VENGEANCE POSTHUME, nouvelle

VENGEANCE POSTHUME

 

L’homme examinait le couteau qu’il tenait d’une main. Un couteau effilé qui pénètrerait facilement dans la chair. Un couteau qui mettrait un terme à la violence, la haine accumulée depuis tant d’année et subit sans rien dire.

 

Debout dans le salon il attendait.

Il l’attendait.

Pierre, c’était son prénom, se tenait droit au milieu de la pièce. Pour la circonstance il avait revêtu une chemise bleue, mis son pardessus qu’il laissait entrouvert sur la chemise, enfilé des gants, des bottines aux pieds et un jean. Il était habillé comme s’il se préparait à sortir. Dehors l’hiver pointait son nez et les premiers froids saupoudraient la ville de givre. Les gants ne laisseraient aucune trace.

Ses yeux paraissaient lointains, semblaient regarder un passé qui s’éloignait de plus en plus tel un bateau prend le large sans espoir de revenir au port.

Dans sa tête les images, les idées se bousculaient. Pourquoi après tant d’année ce résultat. Tout avait pourtant bien commencé. Elle était belle, charmante, attirante. Ses vingt ans avaient succombés aux appas de la fille. Il s’était vu et revu, l’amour avait fait le reste et le mariage fut une fête pleine d’espérance. Il ne pouvait imaginer l’engrenage sournois dans lequel il venait de mettre le doigt. La fête à peine terminée, le calvaire avait débuté. Dix sept ans après il n’en pouvait plus.

Ses gants de cuir noir suivaient le fil du couteau coupant comme un rasoir.

Il souriait.

Il jubilait.

Il tenait sa vengeance, l’avait murement réfléchi et mesuré toutes les conséquences qui suivraient. Il avait tout pesé, soupesé, rien laissé au hasard, préparé ses arrières.

Le couteau pénétrerait sans rencontrer de résistance dans le corps.

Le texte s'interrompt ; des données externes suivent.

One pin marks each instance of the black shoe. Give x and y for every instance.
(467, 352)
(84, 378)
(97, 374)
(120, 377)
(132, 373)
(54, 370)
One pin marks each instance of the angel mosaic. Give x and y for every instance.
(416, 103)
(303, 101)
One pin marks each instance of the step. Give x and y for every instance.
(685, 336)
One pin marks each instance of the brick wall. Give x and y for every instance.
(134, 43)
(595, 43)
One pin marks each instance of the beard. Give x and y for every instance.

Il bavait de satisfaction, salivait du plaisir à venir. Il jouissait, par avance, du châtiment infligé. Enfin il entrevoyait un terme à toutes ses années ou il avait courbé l’échine, pris des coups, des insultes.

La lame ouvrirait le ventre, déchirerait la peau. Le sang s’échapperait en giclant avide de liberté et s’écoulerait sur le sol en une flaque épaisse, sombre et gluante. Toute vie cesserait comme cessera son tourment.

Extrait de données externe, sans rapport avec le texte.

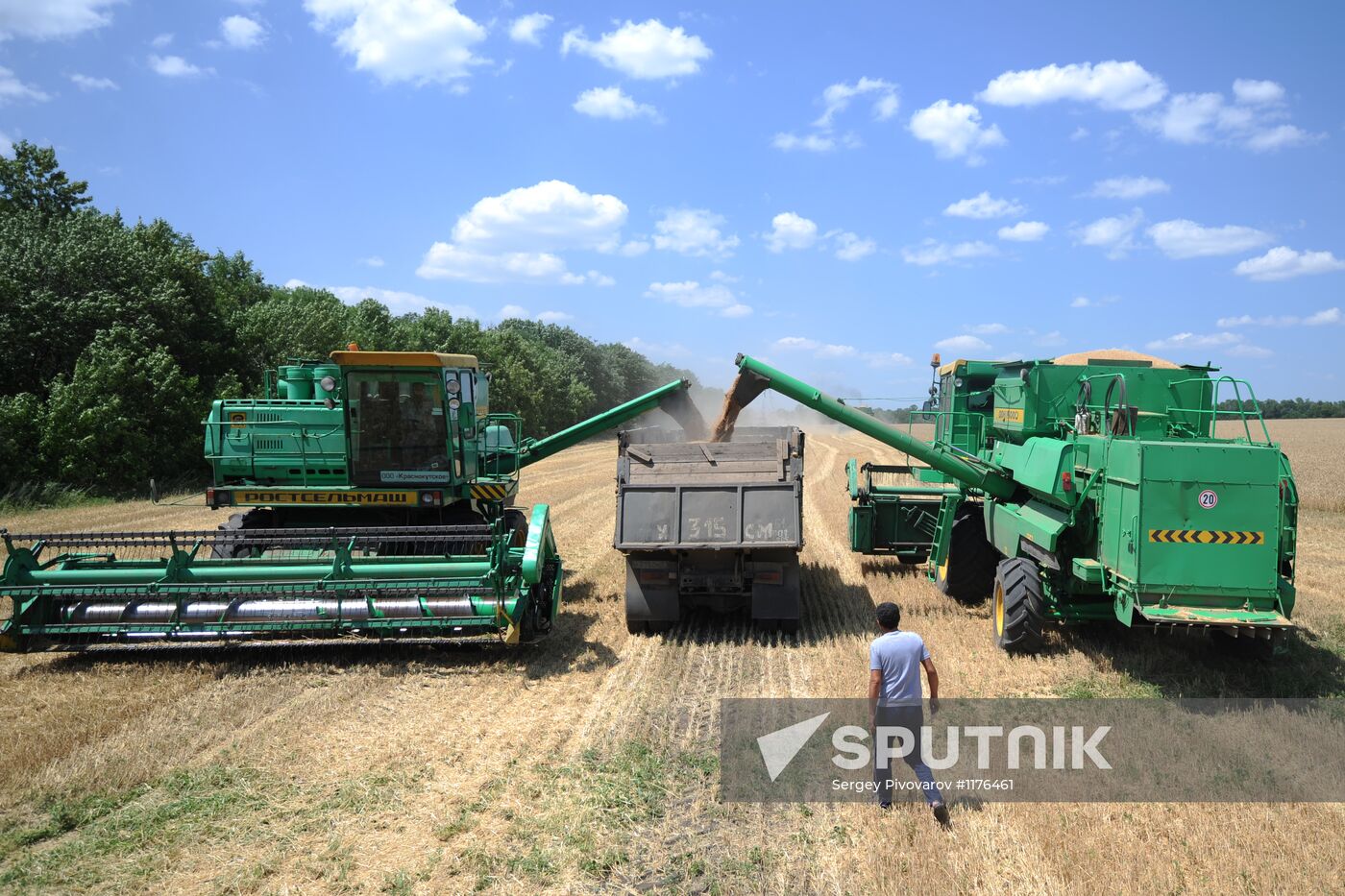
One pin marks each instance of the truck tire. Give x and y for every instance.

Sa main gantée effleurait le tranchant comme on caresse une femme. A cette pensée il sourit.

Les premiers temps son mariage avec Gabrielle, sa femme, semblait idyllique. L’amour enveloppait de ses rêves un quotidien qui ne tarda pas à pointer une terrible réalité !

Il se revoyait caressant son corps si doux et réceptif au toucher. Ses mains descendaient se poser délicatement sur les cuisses dont la peau lisse vibrait sous ses doigts. Des mains tendresse qui déclenchaient le désir. Un désir qui fusait de la source humide et qu’un doigt habile titillait jusqu'à déclencher le plaisir et des cris rauques que son bonheur laissait jaillir quand sa verge pénétrait l’intimité ouatée, chaude et prête à exploser.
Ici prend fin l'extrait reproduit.